Zotero Versus

Brian Croxall recently lit up the comment feed at the Chronicle with his ProfHacker comparison of “Zotero vs. Endnote,” where the debate centered mostly around issues of citation fidelity. As Fred Gibbs notes, however, “while citation formatting is one major reason to use bibliographic software, it isn’t necessarily the only or even primary reason, especially in the humanities.” Zotero’s citation functionality was always imagined merely as bait: by providing this labor-saving functionality, Zotero would encourage each user to move her research into what amounted to a fully searchable and shareable relational database that could be subjected to text mining and other analysis. Here researchers could begin to do truly remarkable and new things with their evidence.

A few commenters, as well as Fred, tried to shift the discussion toward the issue of cost and openness, and in particular to Zotero’s status as free/libre open source software (FLOSS).

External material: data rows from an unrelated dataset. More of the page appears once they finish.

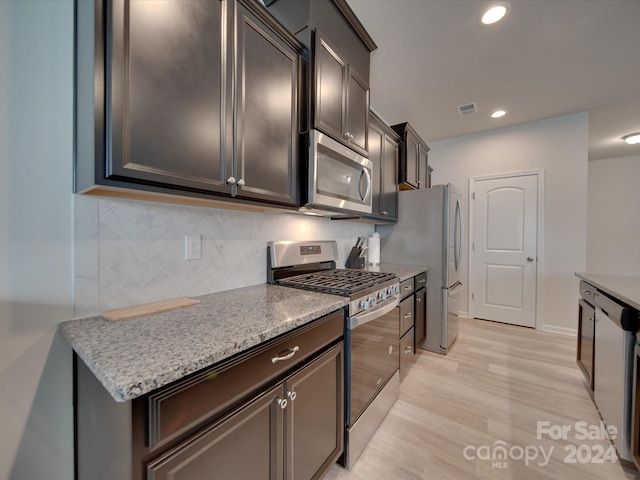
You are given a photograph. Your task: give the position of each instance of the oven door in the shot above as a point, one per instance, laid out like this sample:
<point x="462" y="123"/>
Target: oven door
<point x="339" y="178"/>
<point x="372" y="357"/>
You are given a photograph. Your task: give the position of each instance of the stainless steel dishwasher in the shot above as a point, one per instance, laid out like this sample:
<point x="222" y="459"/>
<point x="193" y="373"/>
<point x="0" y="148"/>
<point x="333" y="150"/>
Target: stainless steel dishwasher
<point x="615" y="336"/>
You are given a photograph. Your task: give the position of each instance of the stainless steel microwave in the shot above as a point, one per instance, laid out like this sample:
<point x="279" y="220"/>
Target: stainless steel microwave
<point x="339" y="178"/>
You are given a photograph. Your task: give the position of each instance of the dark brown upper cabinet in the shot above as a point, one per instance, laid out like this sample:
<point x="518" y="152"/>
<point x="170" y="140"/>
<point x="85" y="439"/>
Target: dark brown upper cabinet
<point x="413" y="163"/>
<point x="195" y="98"/>
<point x="384" y="151"/>
<point x="338" y="99"/>
<point x="341" y="97"/>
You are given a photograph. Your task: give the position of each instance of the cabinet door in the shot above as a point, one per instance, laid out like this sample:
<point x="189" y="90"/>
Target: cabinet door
<point x="406" y="315"/>
<point x="167" y="88"/>
<point x="407" y="353"/>
<point x="420" y="324"/>
<point x="376" y="142"/>
<point x="586" y="331"/>
<point x="390" y="178"/>
<point x="247" y="443"/>
<point x="331" y="73"/>
<point x="314" y="421"/>
<point x="423" y="171"/>
<point x="266" y="133"/>
<point x="409" y="164"/>
<point x="358" y="112"/>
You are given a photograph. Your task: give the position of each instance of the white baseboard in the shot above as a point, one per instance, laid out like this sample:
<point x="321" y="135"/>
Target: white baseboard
<point x="571" y="332"/>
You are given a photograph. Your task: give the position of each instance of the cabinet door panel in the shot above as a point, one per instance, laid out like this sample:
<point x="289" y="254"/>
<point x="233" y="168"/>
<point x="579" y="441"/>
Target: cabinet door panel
<point x="390" y="178"/>
<point x="420" y="318"/>
<point x="166" y="92"/>
<point x="376" y="139"/>
<point x="331" y="94"/>
<point x="423" y="160"/>
<point x="358" y="111"/>
<point x="267" y="115"/>
<point x="314" y="421"/>
<point x="245" y="444"/>
<point x="410" y="174"/>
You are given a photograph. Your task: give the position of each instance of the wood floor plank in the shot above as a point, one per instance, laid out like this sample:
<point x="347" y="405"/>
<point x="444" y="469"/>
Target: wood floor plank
<point x="491" y="390"/>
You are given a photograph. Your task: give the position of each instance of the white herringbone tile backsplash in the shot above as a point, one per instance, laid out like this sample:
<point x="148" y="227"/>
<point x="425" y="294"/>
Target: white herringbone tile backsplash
<point x="131" y="252"/>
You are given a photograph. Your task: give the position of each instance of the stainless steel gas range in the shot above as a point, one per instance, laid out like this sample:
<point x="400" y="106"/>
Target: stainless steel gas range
<point x="371" y="330"/>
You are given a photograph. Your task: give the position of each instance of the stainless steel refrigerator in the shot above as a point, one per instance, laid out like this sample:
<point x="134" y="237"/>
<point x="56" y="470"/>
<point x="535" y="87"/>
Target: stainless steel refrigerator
<point x="430" y="231"/>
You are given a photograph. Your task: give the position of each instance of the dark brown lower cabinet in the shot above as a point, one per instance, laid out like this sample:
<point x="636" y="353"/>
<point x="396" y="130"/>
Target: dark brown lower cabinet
<point x="420" y="314"/>
<point x="273" y="412"/>
<point x="292" y="431"/>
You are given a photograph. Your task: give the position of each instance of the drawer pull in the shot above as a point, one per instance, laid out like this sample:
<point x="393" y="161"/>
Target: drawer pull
<point x="292" y="352"/>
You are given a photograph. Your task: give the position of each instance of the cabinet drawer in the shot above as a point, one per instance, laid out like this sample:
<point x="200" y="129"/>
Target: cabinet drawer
<point x="407" y="353"/>
<point x="587" y="291"/>
<point x="406" y="287"/>
<point x="206" y="395"/>
<point x="420" y="280"/>
<point x="406" y="315"/>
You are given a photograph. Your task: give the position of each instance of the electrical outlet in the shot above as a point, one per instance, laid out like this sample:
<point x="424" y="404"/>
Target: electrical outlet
<point x="192" y="247"/>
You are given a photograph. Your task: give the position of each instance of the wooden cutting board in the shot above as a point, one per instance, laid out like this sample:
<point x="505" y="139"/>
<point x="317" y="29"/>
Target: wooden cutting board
<point x="148" y="308"/>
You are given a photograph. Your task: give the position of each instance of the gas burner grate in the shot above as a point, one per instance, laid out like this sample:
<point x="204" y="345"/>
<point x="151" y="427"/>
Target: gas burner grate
<point x="338" y="281"/>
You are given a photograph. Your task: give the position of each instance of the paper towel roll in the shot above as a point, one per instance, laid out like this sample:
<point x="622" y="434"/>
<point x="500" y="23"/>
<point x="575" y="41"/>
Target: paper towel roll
<point x="374" y="249"/>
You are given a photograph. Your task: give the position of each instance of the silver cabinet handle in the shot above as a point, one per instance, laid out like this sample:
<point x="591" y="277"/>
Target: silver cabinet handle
<point x="292" y="352"/>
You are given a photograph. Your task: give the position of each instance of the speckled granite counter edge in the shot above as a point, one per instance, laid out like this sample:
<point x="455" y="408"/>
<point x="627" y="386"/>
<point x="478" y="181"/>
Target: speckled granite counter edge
<point x="624" y="288"/>
<point x="404" y="272"/>
<point x="133" y="357"/>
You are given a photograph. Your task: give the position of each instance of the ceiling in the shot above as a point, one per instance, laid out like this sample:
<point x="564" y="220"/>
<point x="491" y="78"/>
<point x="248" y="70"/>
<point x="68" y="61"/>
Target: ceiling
<point x="546" y="58"/>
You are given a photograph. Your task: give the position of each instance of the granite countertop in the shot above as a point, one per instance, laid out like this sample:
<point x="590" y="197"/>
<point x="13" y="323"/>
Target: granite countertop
<point x="624" y="288"/>
<point x="403" y="271"/>
<point x="135" y="356"/>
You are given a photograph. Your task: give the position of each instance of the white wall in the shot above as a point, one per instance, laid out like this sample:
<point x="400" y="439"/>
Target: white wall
<point x="613" y="224"/>
<point x="131" y="252"/>
<point x="559" y="146"/>
<point x="36" y="121"/>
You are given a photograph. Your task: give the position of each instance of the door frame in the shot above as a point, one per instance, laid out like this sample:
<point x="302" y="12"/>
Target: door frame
<point x="540" y="174"/>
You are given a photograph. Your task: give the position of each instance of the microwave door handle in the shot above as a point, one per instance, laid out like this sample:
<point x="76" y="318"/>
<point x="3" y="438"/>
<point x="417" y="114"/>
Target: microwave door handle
<point x="365" y="173"/>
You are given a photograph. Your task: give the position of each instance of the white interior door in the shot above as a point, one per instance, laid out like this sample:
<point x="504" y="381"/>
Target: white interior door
<point x="505" y="249"/>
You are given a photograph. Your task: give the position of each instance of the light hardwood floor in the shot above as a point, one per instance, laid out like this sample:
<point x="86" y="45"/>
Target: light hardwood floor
<point x="493" y="387"/>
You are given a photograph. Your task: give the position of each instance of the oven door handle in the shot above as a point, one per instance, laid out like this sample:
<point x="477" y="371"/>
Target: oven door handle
<point x="377" y="312"/>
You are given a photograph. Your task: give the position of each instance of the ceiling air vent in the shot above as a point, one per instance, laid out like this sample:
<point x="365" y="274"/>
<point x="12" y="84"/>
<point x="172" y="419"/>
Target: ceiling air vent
<point x="468" y="109"/>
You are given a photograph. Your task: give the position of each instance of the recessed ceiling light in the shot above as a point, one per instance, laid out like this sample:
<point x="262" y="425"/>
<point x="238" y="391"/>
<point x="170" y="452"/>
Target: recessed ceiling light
<point x="632" y="138"/>
<point x="495" y="13"/>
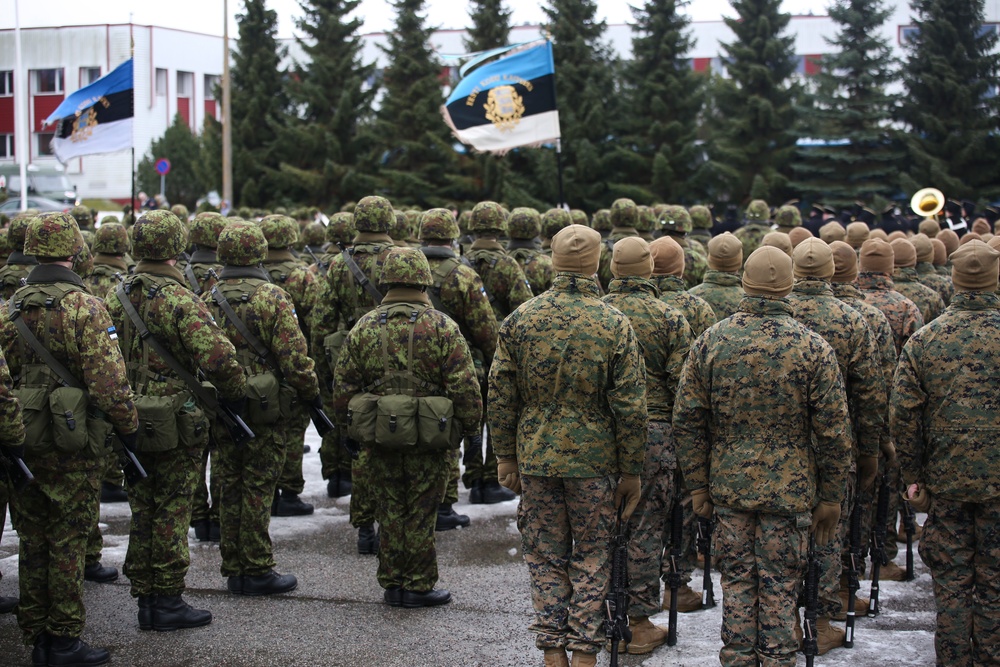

Many of Zotero’s most dedicated users have championed the software in the name of FLOSS, but this line of argument frequently falls on deaf ears, or even ears that are conditioned to reject FLOSS as somehow anti-market or anti-capitalist. From my perspective, FLOSS in and of itself is a fairly unpersuasive argument for using Zotero, akin to knee-jerk calls to “Buy American!” in the 1980s, when the USA still did some manufacturing. Buying American and using FLOSS might make one feel some sense of moral superiority, but at the end of the day can those feelings still paper over our sense of existential dread when faced with driving to work in our crumbling K-cars or cobbling together a dissertation with shitty research software?

Just as Zotero’s citation management functionality is a means to an end, so is licensing and developing the software as FLOSS. Far from just ideology, FLOSS has allowed Zotero to leverage relatively limited financial resources to outperform vastly larger and better funded competitors, old and new. Zotero’s annual operating overhead is only in the low six figures. This amount covers in-house development, outreach, and infrastructure costs. In comparison, EndNote and Mendeley each have operating costs that are an order of magnitude greater (or even more). And of course there’s an even higher, hidden cost for these platforms: the expectation of substantial profit, which necessarily impinges on sustainability.

Why should any researcher care about these issues? Defenders of Zotero have often voiced concerns about “lock-in” with proprietary, for-profit software. Users might find themselves unable to migrate their data out of one of these commercial solutions at some later date. But even if this worry were valid — and I don’t know that it is — lock-in in and of itself isn’t necessarily a bad thing. Who would complain about being locked-in to the very best solution, particularly if that solution also didn’t cost any money?

Unfortunately, the closed, for-profit software option has never been the very best solution, and there’s no sign that that situation is changing. This isn’t ideology speaking; it’s history. EndNote has been derided for well over a decade for its 1990s interface and predatory “upgrade” cycles. New features come late or never, and the software has yet to embrace online research and collaboration. Mendeley, while far newer and theoretically nimbler, has likewise only slowly moved to provide the basic, core functionality that active, publishing researchers require. It’s entirely likely that “features” like journal abbreviations, citation page numbers, and subcollections will eventually make their way into Mendeley, or that EndNote will one day discover the internet, but the mere fact that these things haven’t yet transpired speaks volumes about the priorities of their parent corporations.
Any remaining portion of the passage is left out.